Step-by-Step Migration Checklist

1

Audit your current implementation

Search your codebase for "verifyReceipt", "buy.itunes.apple.com", and "sandbox.itunes.apple.com"

2

Decide your minimum iOS version

iOS 15+ allows StoreKit 2 (easier). iOS 14 and below require local validation (harder).

3

Set up App Store Server API (for subscriptions)

Generate API keys in App Store Connect under Users and Access β†’ Keys β†’ In-App Purchase

4

Implement server-side notifications (optional but recommended)

App Store Server Notifications V2 push subscription events to your server in real-time

5

Test in sandbox environment

Create sandbox testers in App Store Connect and test all purchase flows

6

Deploy server changes first

Your server should support both old and new validation during transition

7

Submit app update

Push the update well before January 24, 2025 to account for review time

Libraries That Help

You don't have to implement receipt validation from scratch. Here are battle-tested options:

Library Platform Notes
RevenueCat iOS, Android, Web Full-service subscription management.

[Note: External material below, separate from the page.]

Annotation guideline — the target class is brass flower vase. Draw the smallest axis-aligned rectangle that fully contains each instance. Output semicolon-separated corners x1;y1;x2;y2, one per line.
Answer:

Handles migration automatically.
app-store-server-library Node.js, Python, Java, Swift Apple's official libraries for App Store Server API
TPInAppReceipt iOS (Swift) Pure Swift local receipt validation, no OpenSSL dependency
Qonversion iOS, Android Alternative to RevenueCat with analytics focus

Common Mistakes to Avoid

❌ Hardcoding Apple's root certificate

Apple's certificate has an expiration date. Bundle it in a way that allows updates, or fetch from a known URL during validation.

❌ Trusting originalTransactionId from the client

Always verify on your server. Clients can send any transaction ID. Use signed data or the App Store Server API to confirm.

❌ Not handling the sandbox/production split

App Store Server API has separate URLs for sandbox and production. Auto-detect based on receipt environment.

❌ Waiting until the deadline

App Review takes time. Submit your update at least 2 weeks before January 24, 2025.

Testing Your Migration

Before submitting, verify these scenarios work:

  • New purchase: User buys a product for the first time
  • Restore purchases: User reinstalls app and restores
  • Subscription renewal: Sandbox subscriptions renew every few minutes
  • Subscription expiration: Let a sandbox subscription lapse
  • Upgrade/downgrade: User changes subscription tier
  • Refund: Simulate via App Store Connect sandbox
  • Family sharing: If enabled for your products

Pro Tip: Test with StoreKit Configuration Files

Xcode 14+ lets you create StoreKit configuration files for local testing without needing App Store Connect. This speeds up development significantly. Go to File β†’ New β†’ File β†’ StoreKit Configuration File.

FAQ

What if I'm using a third-party SDK like RevenueCat?

Update to their latest SDK version. They've already migrated away from verifyReceipt. Check their documentation for any additional steps.

Do I need to migrate if I only have consumable IAPs (no subscriptions)?

Yes. The verifyReceipt deprecation affects all receipt validation, not just subscriptions. Local validation or StoreKit 2 applies to consumables too.

Can I still support iOS 13/14 users?

Yes, using local receipt validation. StoreKit 2 is iOS 15+ only, but the original StoreKit with local validation works on older versions.

What's the difference between App Store Server API and verifyReceipt?

verifyReceipt took a receipt and returned validation info. App Store Server API takes a transaction ID and returns subscription status, transaction history, etc. It's more granular and efficient.

Will my existing users be affected?

Only if they make a new purchase or renewal after January 24, 2025, and they're on an old app version that uses verifyReceipt. Push the update ASAP to minimize this window.